He sat down to enthusiastic applause. Even the synthetic serving-man,
sitting at the table dressed in an unostentatious suit, applauded with
gusto.
Dragging his satchel, David crept round the side of the house. He climbed on
to the ornamental seat under the living-room window and peeped cautiously
in.
His mother stood in the middle of the room. Her face was blank; its lack of
expression scared him. He watched fascinated. He did not move; she did not
move. Time might have stopped, as it had stopped in the garden.
At last she turned and left the room. After waiting a moment, David tapped
on the window. Teddy looked round, saw him, tumbled off the table, and came
over to the window. Fumbling with his paws, he eventually got it open.
They looked at each other.
"I'm no good, Teddy. Let's run away!"
"You're a very good boy. Your Mummy loves you."
Slowly, he shook his head. "If she loved me, then why can't
I talk to her?"
"You're being silly, David. Mummy's lonely. That's why she had you."
"She's got Daddy. I've got nobody 'cept you, and I'm lonely."
Teddy gave him a friendly cuff over the head. "If you feel so bad, you'd
better go to the psychiatrist again."
"I hate that old psychiatrist - he makes me feel I'm not real." He started
to run across the lawn. The bear toppled out of the window and followed as fast
as its stubby legs would allow.
Monica Swinton was up in the nursery. She called to her son once and then
stood there, undecided. All was silent.
Crayons lay on his desk. Obeying a sudden impulse,
she went over to the desk and opened it. Dozens of pieces of paper lay inside.
Many of them were written in crayon in David's clumsy writing, with each letter
picked out in a color different from the letter preceding it. None of the
messages was finished.
"My dear Mummy, How are you really, do you love me as much -"
"Dear Mummy, I love you and Daddy and the sun is shining -"
"Dear dear Mummy, Teddy's helping me write to you. I love you and Teddy
-"
"Darling Mummy, I'm your one and only son and I love you so much that some
times -"
"Dear Mummy, you're really my Mummy and I hate Teddy -"
"Darling Mummy, guess how much I love -"
"Dear Mummy, I'm your little boy not Teddy and I love you but Teddy -"
"Dear Mummy, this is a letter to you just to say how much how ever so much
-"
Monica dropped the pieces of paper and burst out crying.

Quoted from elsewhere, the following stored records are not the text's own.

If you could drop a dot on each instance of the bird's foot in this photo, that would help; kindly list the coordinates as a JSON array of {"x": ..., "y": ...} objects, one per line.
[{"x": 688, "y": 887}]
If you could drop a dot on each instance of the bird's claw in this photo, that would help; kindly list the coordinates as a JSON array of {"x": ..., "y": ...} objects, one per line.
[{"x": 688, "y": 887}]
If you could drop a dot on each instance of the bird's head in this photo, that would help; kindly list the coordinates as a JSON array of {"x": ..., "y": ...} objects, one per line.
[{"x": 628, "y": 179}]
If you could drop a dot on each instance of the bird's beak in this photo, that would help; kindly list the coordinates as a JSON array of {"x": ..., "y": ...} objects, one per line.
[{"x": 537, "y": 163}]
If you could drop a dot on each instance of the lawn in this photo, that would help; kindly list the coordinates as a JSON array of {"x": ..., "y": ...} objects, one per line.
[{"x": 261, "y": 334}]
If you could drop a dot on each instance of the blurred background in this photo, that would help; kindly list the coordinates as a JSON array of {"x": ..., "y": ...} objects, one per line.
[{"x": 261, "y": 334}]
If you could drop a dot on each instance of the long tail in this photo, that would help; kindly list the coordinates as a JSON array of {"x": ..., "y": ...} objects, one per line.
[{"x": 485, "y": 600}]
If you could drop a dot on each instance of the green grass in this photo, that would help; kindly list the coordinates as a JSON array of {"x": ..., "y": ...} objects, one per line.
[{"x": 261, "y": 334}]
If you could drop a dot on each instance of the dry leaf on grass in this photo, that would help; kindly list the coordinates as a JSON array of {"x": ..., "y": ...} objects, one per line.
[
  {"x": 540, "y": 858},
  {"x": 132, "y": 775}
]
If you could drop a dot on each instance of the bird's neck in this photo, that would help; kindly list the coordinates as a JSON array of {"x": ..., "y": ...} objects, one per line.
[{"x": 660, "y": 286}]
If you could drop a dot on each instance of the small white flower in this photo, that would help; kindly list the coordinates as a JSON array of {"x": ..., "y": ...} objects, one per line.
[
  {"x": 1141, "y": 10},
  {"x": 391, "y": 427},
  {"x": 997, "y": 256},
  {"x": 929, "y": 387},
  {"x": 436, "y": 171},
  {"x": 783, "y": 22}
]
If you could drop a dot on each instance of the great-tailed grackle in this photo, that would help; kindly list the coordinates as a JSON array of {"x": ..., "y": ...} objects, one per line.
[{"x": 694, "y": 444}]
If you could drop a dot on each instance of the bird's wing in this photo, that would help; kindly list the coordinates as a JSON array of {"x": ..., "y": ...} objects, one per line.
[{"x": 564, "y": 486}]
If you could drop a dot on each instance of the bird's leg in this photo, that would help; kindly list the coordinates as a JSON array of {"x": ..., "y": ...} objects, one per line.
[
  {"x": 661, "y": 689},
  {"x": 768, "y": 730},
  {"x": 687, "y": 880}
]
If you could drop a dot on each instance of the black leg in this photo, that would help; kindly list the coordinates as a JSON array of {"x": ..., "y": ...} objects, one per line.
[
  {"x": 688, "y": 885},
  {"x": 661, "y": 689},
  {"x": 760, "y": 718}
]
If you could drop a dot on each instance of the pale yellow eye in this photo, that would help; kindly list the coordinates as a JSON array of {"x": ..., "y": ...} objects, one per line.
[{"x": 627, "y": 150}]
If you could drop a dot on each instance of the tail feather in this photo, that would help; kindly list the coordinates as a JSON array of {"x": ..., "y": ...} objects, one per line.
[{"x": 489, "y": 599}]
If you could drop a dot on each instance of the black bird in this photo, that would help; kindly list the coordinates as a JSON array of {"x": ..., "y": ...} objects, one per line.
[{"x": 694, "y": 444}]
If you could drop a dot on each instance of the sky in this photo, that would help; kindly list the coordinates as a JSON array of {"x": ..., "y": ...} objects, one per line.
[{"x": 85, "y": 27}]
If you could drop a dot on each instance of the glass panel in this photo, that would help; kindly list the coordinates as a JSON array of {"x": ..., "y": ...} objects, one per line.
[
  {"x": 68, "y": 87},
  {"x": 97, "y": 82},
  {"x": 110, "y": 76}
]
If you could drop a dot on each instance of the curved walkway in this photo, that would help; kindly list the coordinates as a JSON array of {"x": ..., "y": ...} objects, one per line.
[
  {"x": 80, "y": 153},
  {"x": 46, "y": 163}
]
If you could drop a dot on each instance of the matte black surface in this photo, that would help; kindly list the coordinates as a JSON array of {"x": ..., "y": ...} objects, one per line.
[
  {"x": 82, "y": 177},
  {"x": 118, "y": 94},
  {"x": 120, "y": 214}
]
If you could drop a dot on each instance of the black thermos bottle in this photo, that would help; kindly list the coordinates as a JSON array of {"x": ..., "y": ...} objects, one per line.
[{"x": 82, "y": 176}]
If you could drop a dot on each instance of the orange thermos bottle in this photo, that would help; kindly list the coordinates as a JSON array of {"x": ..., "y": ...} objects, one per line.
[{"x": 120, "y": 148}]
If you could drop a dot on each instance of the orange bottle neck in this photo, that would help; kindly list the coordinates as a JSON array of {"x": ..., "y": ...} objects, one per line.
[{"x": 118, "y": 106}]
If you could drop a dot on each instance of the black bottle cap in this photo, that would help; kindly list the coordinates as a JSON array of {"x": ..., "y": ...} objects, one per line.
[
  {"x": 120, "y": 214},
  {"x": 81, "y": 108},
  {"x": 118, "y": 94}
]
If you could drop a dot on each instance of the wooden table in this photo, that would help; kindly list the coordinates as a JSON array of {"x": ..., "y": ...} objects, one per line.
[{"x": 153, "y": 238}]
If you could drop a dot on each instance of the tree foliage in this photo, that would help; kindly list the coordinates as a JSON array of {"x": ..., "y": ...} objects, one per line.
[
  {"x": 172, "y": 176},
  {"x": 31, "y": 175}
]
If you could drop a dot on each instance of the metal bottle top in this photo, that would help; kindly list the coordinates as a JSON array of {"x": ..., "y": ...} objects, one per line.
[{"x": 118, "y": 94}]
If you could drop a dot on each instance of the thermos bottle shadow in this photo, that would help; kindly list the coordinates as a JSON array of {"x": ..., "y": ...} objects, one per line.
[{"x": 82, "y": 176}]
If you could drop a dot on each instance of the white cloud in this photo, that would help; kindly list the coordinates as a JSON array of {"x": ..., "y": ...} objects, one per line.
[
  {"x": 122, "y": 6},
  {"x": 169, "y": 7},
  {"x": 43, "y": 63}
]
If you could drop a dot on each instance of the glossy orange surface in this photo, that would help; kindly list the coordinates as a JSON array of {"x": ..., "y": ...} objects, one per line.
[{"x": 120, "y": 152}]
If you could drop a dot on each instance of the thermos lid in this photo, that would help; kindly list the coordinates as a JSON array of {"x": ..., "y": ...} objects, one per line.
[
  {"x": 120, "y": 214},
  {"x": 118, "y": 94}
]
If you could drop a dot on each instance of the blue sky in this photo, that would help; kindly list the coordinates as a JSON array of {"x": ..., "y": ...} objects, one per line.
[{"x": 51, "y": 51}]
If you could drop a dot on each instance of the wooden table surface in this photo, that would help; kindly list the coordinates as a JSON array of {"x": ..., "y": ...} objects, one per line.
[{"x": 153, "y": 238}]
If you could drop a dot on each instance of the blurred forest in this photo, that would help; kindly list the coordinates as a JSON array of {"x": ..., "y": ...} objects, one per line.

In their gay
inaccurate colors, the letters fanned out and settled on the floor.
Henry Swinton caught the express home in high spirits, and occasionally said
a word to the synthetic serving-man he was taking home with him. The
serving-man answered politely and punctually, although his answers were not
always entirely relevant by human standards.
The Swintons lived in one of the ritziest city-blocks, half a kilometer
above the ground. Embedded in other apartments, their apartment had no windows
to the outside; nobody wanted to see the overcrowded external world. Henry
unlocked the door with his retina pattern-scanner and walked in, followed by
the serving-man.
At once, Henry was sur-rounded by the friendly illusion of gardens set in
eternal summer. It was amazing what Whologram could do to create huge mirages
in small spaces. Behind its roses and wisteria stood their house; the deception
was complete: a Georgian mansion appeared to welcome
him.
"How do you like it?" he asked the serving-man.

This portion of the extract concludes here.